Arthritis is one of the frequent and important manifestations of FMF. During acute attacks, a transient monoarthritis affecting mostly large joints of lower extremities is seen in about 50% of children with FMF. Acute arthritis during disease attacks can be the presenting or rarely, the only major clinical feature of FMF. Despite recurrences, there is generally no permanent damage [2]. In a small portion of patients, protracted arthritis may develop, mostly in hips or knees and immunosuppressive therapies, synovectomy, or joint replacement surgeries are usually needed [3]. Besides acute arthritis and protracted arthritis, sacroiliitis of FMF is increasingly reported among articular manifestations of FMF [4].
Familial Mediterranean fever is associated with a variety of diseases showing increased frequencies compared to the general population.

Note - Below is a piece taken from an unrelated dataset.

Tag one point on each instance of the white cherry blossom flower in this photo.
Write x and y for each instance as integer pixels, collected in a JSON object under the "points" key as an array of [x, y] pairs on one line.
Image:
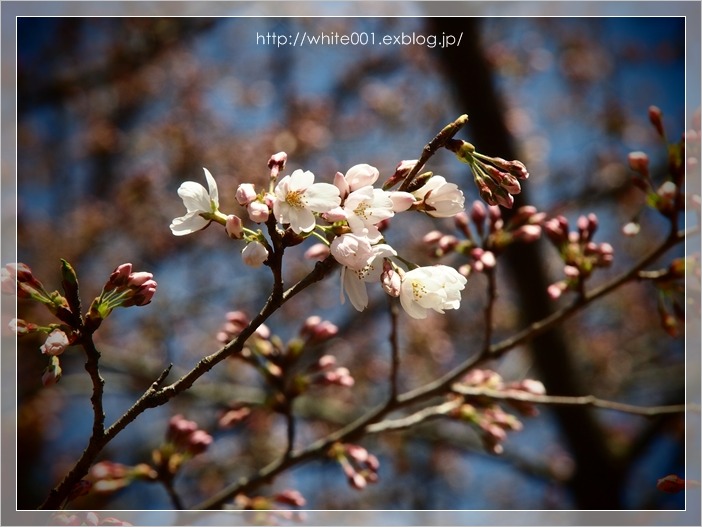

Vasculitis, juvenile idiopathic arthritis (JIA), and inflammatory bowel disease (IBD) are the most common associated diseases and arthritis can be seen as a manifestation of these diseases [5]. Arthritides seen in FMF-associated diseases expand the spectrum of arthritis seen in patients with FMF and differential diagnosis of arthritis might be difficult.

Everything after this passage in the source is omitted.